After the fall of Saddam Hussein's government in April 2003, the opportunity to participate in the U.S.-led effort to reconstruct Iraq attracted all manner of Americans -- restless professionals, Arabic-speaking academics, development specialists and war-zone adventurers. But before they could go to Baghdad, they had to get past Jim O'Beirne's office in the Pentagon.

To pass muster with O'Beirne, a political appointee who screens prospective political appointees for Defense Department posts, applicants didn't need to be experts in the Middle East or in post-conflict reconstruction. What seemed most important was loyalty to the Bush administration.

O'Beirne's staff posed blunt questions to some candidates about domestic politics: Did you vote for George W. Bush in 2000? Do you support the way the president is fighting the war on terror?
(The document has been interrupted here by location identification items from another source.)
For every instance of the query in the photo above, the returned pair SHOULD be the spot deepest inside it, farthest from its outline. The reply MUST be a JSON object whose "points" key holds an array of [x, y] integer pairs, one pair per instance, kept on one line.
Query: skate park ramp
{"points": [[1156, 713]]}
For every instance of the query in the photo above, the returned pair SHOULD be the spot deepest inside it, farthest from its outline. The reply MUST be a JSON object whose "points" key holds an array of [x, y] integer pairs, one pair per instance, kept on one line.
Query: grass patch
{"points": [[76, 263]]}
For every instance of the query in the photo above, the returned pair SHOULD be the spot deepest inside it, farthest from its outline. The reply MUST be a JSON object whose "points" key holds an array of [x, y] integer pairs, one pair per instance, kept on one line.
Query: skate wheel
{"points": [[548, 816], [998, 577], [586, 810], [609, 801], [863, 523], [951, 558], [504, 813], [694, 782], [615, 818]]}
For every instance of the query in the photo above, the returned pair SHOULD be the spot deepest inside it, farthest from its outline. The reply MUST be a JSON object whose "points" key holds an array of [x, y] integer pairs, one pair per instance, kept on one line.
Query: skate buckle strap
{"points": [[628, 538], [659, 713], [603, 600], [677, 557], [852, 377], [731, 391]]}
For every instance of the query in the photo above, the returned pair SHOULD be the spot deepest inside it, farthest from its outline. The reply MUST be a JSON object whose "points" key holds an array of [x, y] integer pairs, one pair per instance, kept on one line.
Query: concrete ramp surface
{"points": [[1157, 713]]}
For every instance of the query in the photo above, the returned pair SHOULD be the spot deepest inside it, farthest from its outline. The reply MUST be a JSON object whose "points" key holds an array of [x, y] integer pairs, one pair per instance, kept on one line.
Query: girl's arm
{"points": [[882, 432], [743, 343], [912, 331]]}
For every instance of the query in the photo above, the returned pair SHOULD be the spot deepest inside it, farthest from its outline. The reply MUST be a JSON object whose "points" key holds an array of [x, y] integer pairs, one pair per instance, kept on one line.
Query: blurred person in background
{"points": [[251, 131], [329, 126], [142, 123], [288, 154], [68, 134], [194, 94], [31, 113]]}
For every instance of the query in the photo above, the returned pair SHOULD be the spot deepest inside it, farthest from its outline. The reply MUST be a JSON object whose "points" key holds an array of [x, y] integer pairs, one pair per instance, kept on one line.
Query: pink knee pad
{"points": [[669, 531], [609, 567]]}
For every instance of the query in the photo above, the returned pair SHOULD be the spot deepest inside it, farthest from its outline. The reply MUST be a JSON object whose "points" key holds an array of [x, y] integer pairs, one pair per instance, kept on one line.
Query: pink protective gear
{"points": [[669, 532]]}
Two people who sought jobs with the U.S. occupation authority said they were even asked their views on Roe v. Wade .

Many of those chosen by O'Beirne's office to work for the Coalition Provisional Authority, which ran Iraq's government from April 2003 to June 2004, lacked vital skills and experience. A 24-year-old who had never worked in finance -- but had applied for a White House job -- was sent to reopen Baghdad's stock exchange. The daughter of a prominent neoconservative commentator and a recent graduate from an evangelical university for home-schooled children were tapped to manage Iraq's $13 billion budget, even though they didn't have a background in accounting.


http://www.washingtonpost.com/wp-dyn/content/article/2006/09/16/AR2006091600193_pf.html

How'd that stock exchange project work out?